Wie musstest Du Deine Arbeitszeit denn bislang erfassen?
29.12.2011 um 13:07 Uhr
Die Benutzung einer im Betrieb übliche Arbeitszeiterfassung gehört zu den Nebenpflichten des AN also auch BRM und auch freigestellten BRM, da sie ja NUR von den Arbeitspflichten freigestellt sind. Es hat sich weiter i.d.R. während der normalen/betriebsüblichen Arbeitszeiten im Betrieb auf zu halten.

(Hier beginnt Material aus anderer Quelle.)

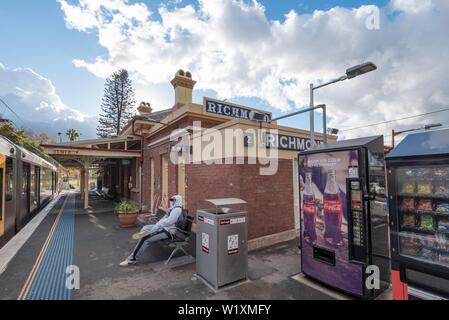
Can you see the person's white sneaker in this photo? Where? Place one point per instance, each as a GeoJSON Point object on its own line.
{"type": "Point", "coordinates": [140, 235]}
{"type": "Point", "coordinates": [127, 263]}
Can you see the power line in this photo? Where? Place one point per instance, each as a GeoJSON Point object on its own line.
{"type": "Point", "coordinates": [405, 118]}
{"type": "Point", "coordinates": [10, 109]}
{"type": "Point", "coordinates": [32, 146]}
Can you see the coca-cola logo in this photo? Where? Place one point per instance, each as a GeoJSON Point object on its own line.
{"type": "Point", "coordinates": [334, 206]}
{"type": "Point", "coordinates": [309, 208]}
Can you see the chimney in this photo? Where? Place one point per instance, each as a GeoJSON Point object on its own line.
{"type": "Point", "coordinates": [144, 108]}
{"type": "Point", "coordinates": [183, 85]}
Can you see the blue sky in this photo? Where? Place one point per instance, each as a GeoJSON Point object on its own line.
{"type": "Point", "coordinates": [37, 35]}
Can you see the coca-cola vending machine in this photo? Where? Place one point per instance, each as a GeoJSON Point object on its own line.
{"type": "Point", "coordinates": [418, 188]}
{"type": "Point", "coordinates": [344, 238]}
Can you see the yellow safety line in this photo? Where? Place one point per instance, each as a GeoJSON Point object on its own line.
{"type": "Point", "coordinates": [27, 286]}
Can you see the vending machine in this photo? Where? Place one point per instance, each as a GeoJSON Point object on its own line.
{"type": "Point", "coordinates": [418, 188]}
{"type": "Point", "coordinates": [344, 238]}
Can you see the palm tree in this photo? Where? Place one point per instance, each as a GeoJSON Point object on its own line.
{"type": "Point", "coordinates": [72, 134]}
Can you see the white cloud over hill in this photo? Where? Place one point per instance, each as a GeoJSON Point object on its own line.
{"type": "Point", "coordinates": [234, 49]}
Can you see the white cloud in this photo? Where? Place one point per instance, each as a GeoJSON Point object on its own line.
{"type": "Point", "coordinates": [231, 47]}
{"type": "Point", "coordinates": [34, 99]}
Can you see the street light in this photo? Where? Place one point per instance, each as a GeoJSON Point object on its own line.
{"type": "Point", "coordinates": [350, 73]}
{"type": "Point", "coordinates": [426, 127]}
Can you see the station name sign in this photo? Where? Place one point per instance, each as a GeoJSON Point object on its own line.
{"type": "Point", "coordinates": [66, 152]}
{"type": "Point", "coordinates": [285, 142]}
{"type": "Point", "coordinates": [229, 110]}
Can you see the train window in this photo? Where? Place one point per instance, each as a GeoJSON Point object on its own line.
{"type": "Point", "coordinates": [1, 188]}
{"type": "Point", "coordinates": [33, 187]}
{"type": "Point", "coordinates": [46, 181]}
{"type": "Point", "coordinates": [9, 180]}
{"type": "Point", "coordinates": [25, 180]}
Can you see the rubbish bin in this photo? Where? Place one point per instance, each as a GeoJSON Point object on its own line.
{"type": "Point", "coordinates": [222, 242]}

Hierzu gibt es auch Rechtsprechung:
Verstößt ein Betriebsratsmitglied gegen seine Verpflichtung, sich während der betriebsüblichen Arbeitszeit grundsätzlich im Betrieb aufzuhalten, oder bedient es das Zeiterfassungsgerät nicht, können Sie es abmahnen. Gibt ein Betriebsratsmitglied vor, Betriebsratsaufgaben durchgeführt zu haben, oder gibt es zu hohe Tätigkeits- zeiten an, kann im Einzelfall sogar eine fristlose (außerordentliche) Kündigung gerechtfertigt sein (LAG Hamm, Urteil vom 31.10.1984, Aktenzeichen: 3 Sa 624/84; LAG Hamm, Beschluss vom 11.06.1980, Aktenzeichen: 3 TaBV 15/80).

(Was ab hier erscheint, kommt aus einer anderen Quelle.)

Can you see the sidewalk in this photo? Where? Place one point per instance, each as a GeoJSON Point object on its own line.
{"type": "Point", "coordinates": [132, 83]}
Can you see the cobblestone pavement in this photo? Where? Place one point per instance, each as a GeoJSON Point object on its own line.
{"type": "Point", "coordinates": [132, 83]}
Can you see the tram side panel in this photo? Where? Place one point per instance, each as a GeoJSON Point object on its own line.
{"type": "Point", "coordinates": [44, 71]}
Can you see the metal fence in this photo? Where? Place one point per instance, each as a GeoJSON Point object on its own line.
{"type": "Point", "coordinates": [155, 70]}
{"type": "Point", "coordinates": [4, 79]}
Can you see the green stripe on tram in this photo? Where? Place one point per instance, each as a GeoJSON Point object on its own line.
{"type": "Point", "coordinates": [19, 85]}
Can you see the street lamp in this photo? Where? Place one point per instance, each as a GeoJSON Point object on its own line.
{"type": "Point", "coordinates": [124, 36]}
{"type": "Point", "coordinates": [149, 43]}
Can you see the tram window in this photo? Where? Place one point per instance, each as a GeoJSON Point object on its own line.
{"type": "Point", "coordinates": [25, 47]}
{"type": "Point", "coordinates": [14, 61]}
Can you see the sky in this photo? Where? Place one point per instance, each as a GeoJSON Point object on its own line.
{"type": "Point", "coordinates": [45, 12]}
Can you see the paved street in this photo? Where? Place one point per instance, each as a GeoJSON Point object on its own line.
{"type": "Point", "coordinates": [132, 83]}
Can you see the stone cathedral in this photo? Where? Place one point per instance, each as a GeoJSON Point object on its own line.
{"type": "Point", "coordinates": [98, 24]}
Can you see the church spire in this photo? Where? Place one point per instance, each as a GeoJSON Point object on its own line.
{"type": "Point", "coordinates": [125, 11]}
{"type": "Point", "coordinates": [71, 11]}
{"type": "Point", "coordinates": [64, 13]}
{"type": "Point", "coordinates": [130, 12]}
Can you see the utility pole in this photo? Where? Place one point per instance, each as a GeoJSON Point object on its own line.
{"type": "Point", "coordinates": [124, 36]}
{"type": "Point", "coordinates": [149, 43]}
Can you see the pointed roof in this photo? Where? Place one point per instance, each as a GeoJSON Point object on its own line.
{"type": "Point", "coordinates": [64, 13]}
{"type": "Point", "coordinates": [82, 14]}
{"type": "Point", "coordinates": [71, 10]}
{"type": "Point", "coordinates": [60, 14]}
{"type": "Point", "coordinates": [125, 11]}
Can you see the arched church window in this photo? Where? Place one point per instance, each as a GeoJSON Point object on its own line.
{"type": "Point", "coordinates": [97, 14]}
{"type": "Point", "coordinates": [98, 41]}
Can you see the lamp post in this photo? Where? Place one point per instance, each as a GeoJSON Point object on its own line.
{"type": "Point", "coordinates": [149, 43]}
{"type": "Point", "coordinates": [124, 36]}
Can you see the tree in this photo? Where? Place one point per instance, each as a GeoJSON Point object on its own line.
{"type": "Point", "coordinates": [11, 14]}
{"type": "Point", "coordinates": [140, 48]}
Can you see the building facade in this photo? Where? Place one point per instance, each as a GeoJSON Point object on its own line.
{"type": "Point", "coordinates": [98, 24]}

Weiteres zu diesem Themenblock hier: http://www.bwr-media.de/themen/personal/mitarbeiterfuehrung/03690_freistellung-fuer-betriebsraete-ist-kein-freischein--hier-koennen-sie-%E2%80%9Estopp%E2%80%9C-sagen.php
und hier:
So, nun kann Kölner wieder sich äußern zum kopieren/hinweis auf hilfreiche Seiten.
29.12.2011 um 13:46 Uhr
Hi,
ich habe mit meiner AG auch vereinbart, dass ich nicht steche. Ich trage aber meine Anwesenheitszeiten in eine für jeden einsehbare Liste ein.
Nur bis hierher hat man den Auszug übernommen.